Solution (CLICK ME):
1.
The problem formulation is straightforward. WLOG, let's assume the length of the stick is one. Denote the uniform distribution on [0,1] by $U\sim \text{Unif}[0,1]$. Let $X$ be the length of the shorter one. Then, we can derive the distribution of $X$ as follows: $\forall ~0\le x\le \frac{1}{2}$,
$$
F(x) = P(X\le x) = P(U\le x \text{ or } U\ge 1-x) = x+(1-(1-x)) = 2x.
$$
Therefore, the density of $X$ is given by $f(x) = 2$ if $x \in [0,\frac{1}{2}]$, which is the uniform distribution on $[0,\frac{1}{2}]$. Now we can calculate the expected ratio of the length of the shorter to the longer one:
$$
\E\left[\frac{X}{1-X}\right] = \int_0^{0.5} \frac{x}{1-x}\cdot 2~dx = 2\log 2-1 \approx 0.386.
$$
Note that the expected ratio of the longer to the shorter one doesn't exist:
$$
\E\left[\frac{1-X}{X}\right] = \int_0^{0.5} \frac{1-x}{x}\cdot 2~dx = 2\int_0^{0.5} \frac{1}{x}~dx - 1 = \infty.
$$
The problem with the ratio $\frac{1-X}{X}$ is that as the denominator approaches zero the density doesn't decay.
Actually, the phenomenon when a r.v. $Y$ has finite expected value while $\frac{1}{Y}$ does not is quite common.
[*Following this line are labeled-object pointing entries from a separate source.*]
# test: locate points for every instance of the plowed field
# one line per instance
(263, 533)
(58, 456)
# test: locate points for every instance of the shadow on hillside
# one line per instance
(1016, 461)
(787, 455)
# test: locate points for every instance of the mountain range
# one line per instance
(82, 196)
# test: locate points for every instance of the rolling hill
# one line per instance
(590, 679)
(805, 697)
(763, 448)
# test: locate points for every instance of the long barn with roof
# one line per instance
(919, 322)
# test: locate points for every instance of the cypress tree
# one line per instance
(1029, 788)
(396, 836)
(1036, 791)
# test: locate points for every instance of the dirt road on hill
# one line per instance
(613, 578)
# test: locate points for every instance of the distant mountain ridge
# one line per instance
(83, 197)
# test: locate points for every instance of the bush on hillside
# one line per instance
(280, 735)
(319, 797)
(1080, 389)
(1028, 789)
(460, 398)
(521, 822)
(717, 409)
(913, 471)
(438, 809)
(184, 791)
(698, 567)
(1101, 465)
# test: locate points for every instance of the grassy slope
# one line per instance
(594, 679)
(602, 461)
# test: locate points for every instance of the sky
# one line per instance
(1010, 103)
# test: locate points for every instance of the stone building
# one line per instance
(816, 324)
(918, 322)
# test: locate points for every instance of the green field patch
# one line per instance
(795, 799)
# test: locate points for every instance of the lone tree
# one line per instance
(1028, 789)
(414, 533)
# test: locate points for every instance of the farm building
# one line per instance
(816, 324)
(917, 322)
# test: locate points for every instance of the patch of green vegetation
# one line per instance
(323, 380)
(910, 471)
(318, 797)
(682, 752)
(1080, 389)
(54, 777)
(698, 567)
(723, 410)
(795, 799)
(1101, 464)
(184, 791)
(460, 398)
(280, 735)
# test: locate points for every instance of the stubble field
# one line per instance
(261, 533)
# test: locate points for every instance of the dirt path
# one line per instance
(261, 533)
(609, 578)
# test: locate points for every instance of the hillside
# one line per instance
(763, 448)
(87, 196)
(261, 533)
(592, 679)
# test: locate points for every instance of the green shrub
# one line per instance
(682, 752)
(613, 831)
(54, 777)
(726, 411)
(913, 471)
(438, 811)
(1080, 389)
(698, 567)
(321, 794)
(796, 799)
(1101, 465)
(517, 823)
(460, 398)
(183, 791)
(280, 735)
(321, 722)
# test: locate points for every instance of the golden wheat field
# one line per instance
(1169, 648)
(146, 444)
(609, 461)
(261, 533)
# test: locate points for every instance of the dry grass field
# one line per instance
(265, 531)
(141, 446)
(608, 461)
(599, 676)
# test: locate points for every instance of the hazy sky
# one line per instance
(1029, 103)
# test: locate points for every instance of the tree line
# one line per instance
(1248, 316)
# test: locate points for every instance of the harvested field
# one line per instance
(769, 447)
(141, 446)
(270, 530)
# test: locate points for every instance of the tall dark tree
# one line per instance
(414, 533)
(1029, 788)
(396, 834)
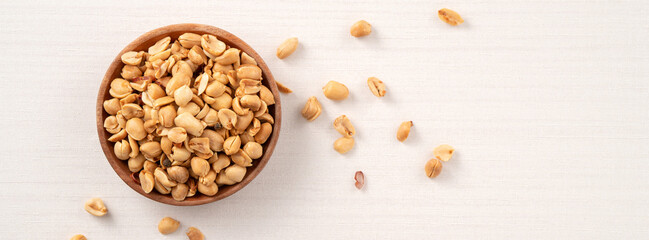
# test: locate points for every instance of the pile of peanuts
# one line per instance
(189, 115)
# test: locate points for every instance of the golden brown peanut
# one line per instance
(209, 189)
(200, 166)
(168, 225)
(209, 178)
(360, 29)
(443, 152)
(449, 16)
(135, 128)
(266, 95)
(147, 180)
(196, 55)
(221, 162)
(192, 125)
(131, 110)
(195, 234)
(120, 88)
(232, 145)
(111, 106)
(111, 125)
(130, 72)
(236, 107)
(179, 192)
(376, 86)
(215, 139)
(251, 101)
(122, 150)
(215, 89)
(264, 132)
(344, 144)
(132, 58)
(283, 88)
(247, 59)
(241, 158)
(253, 149)
(287, 48)
(235, 173)
(335, 91)
(178, 174)
(228, 57)
(189, 40)
(135, 149)
(96, 207)
(136, 163)
(119, 136)
(243, 121)
(160, 46)
(404, 131)
(228, 118)
(198, 144)
(433, 167)
(250, 86)
(222, 102)
(247, 71)
(212, 46)
(78, 237)
(161, 188)
(183, 95)
(177, 135)
(222, 179)
(150, 166)
(312, 109)
(344, 126)
(161, 56)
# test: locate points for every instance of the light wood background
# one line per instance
(545, 101)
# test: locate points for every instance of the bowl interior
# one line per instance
(142, 43)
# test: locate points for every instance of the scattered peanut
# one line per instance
(344, 126)
(404, 131)
(335, 90)
(283, 88)
(443, 152)
(195, 234)
(78, 237)
(167, 123)
(376, 86)
(433, 167)
(287, 48)
(449, 16)
(312, 109)
(168, 225)
(344, 144)
(360, 29)
(95, 206)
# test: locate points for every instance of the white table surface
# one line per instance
(545, 101)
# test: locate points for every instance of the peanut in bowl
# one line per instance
(188, 114)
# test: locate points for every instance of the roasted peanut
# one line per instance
(287, 48)
(404, 131)
(95, 206)
(344, 144)
(344, 126)
(433, 167)
(312, 109)
(360, 29)
(443, 152)
(449, 16)
(335, 91)
(376, 86)
(168, 225)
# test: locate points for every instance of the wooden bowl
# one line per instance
(141, 44)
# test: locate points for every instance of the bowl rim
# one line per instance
(159, 33)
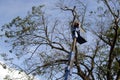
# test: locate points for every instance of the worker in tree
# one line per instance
(76, 33)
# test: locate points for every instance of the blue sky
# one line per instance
(10, 9)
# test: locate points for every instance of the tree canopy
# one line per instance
(42, 42)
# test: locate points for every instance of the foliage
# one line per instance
(44, 43)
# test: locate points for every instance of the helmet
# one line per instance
(76, 24)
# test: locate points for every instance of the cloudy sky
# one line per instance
(10, 9)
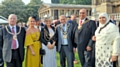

One may consider uniform distribution and inverse uniform distribution, exponential distribution and inverse exponential distribution, etc.
2.
Let $\varepsilon$ denote the random instrumental error every time we make a measurement. Say two sticks have lengths $x,y$ and $x>y$.
If we put two sticks together and measure $x+y$, we get $x+y+\varepsilon_1$. Next, we align two sticks and measure $x-y$ to get $x-y+\varepsilon_2$.
By simple algebra, we obtain our measurement of $x$: $x+\frac{\varepsilon_1+\varepsilon_2}{2}$ and measurement of $y$: $y+\frac{\varepsilon_1-\varepsilon_2}{2}$.
Note that even though the expectation of the error parts are the same as those when we taking measurements directly ($\E\frac{\varepsilon_1+\varepsilon_2}{2} = \E\varepsilon_1 = \E\varepsilon_2 = 0$), the variances actually decrease: $\Var\left(\frac{\varepsilon_1+\varepsilon_2}{2}\right) = \Var\left(\frac{\varepsilon_1-\varepsilon_2}{2}\right) = \frac{\Var(\varepsilon)}{2} < \Var(\varepsilon)$.
By doing what's stated above, we take two measurements of $x$ and $y$ and thus get better estimates.